Expansion: How was the whole process that the company had to go through to get to this point?
Roberto Aramburo: The decision, in principle, was: grow the company or sell it to the biggest competitor, but I am the third director in this company, I was born here (the founders of the company are an uncle and Arámburo’s father) And so I said: we have no choice but to make it big. That’s when we started preparing the company for a private equity round. When we were in this process is when BIVA begins operations, we had the rapprochement with them and they convinced us more. We stopped all the private capital and since we already had half the road covered, the process with BIVA and with the National Banking and Securities Commission (CNBV) was really very agile.
There is a lack of culture in the Mexican business community, which sees the preparation of a company for an IPO as an expense and we see it as an investment. Institutionalization pays for itself, because your monitoring, your processes, your metrics, in the long term, make you a safer company at an operational level, you anticipate more any incident and your profitability tends to be better over time, due to the same competitiveness that you have in the results.
Expansion: When do they go public and why did they decide to do it on these dates?
Roberto Aramburo: We plan the broadcast between the end of this month and the beginning of April. What we see right now as momentum is that there is no placement, so we have the attention to ourselves.

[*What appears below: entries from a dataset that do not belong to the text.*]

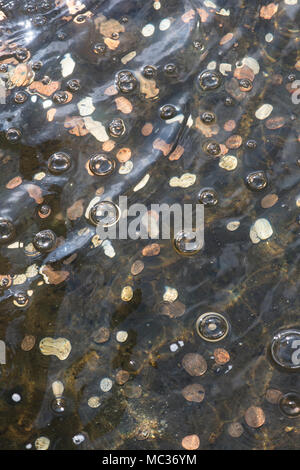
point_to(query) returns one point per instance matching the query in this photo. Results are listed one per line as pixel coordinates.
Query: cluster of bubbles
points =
(212, 326)
(105, 214)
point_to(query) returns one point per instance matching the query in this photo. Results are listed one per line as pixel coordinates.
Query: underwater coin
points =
(44, 241)
(208, 197)
(289, 405)
(100, 165)
(257, 180)
(212, 326)
(285, 349)
(59, 162)
(212, 148)
(116, 128)
(187, 243)
(167, 111)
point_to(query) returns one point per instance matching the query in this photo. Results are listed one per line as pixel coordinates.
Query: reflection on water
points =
(163, 102)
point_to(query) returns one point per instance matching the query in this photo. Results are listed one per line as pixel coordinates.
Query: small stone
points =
(221, 356)
(235, 429)
(94, 402)
(60, 347)
(232, 226)
(185, 181)
(170, 294)
(260, 230)
(122, 377)
(228, 162)
(121, 336)
(194, 364)
(151, 250)
(106, 384)
(137, 267)
(42, 443)
(127, 293)
(255, 417)
(264, 111)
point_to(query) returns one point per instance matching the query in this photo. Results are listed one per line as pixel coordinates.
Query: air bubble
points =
(212, 148)
(212, 326)
(170, 69)
(59, 162)
(208, 117)
(187, 243)
(13, 135)
(44, 241)
(126, 81)
(21, 97)
(257, 180)
(208, 197)
(100, 165)
(167, 111)
(285, 349)
(209, 80)
(73, 85)
(60, 97)
(149, 71)
(105, 214)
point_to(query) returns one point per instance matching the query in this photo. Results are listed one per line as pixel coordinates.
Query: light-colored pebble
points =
(148, 30)
(142, 183)
(232, 226)
(121, 336)
(170, 294)
(94, 402)
(60, 347)
(164, 24)
(127, 293)
(260, 230)
(106, 384)
(228, 162)
(86, 107)
(58, 388)
(67, 65)
(264, 111)
(42, 443)
(186, 180)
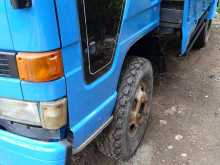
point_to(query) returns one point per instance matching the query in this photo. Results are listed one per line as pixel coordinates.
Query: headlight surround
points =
(53, 114)
(49, 115)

From the economic point of view, by having a national and international presence, we have always been very protected from risks and we see that Mexico has always been strong with entrepreneurs and free enterprise that have come out ahead despite any crisis. In addition, the inflationary moments that are being experienced are good for this line of business.
Expansión: During the roadshows, how much interest did you see from investors?
Roberto Aramburo: We have seen a lot of interest from retail investors and also from certain medium-sized groups, the problem is when you arrive with institutional investors who are very large, because of the time it takes.
Small and medium-sized companies are the engine of Mexico, the ones that move this country, and I would tell investors to trust in new companies, to look for new investment alternatives in companies like Globcash and to give us the opportunity to get to know each other.
Expansion: Once the issue is made, where will the resources they obtain go?
Roberto Aramburo: We plan to open 300 new pawnshops (an increase of 155% from the 194 currently operating) and have money in the box for inorganic growth in the US market.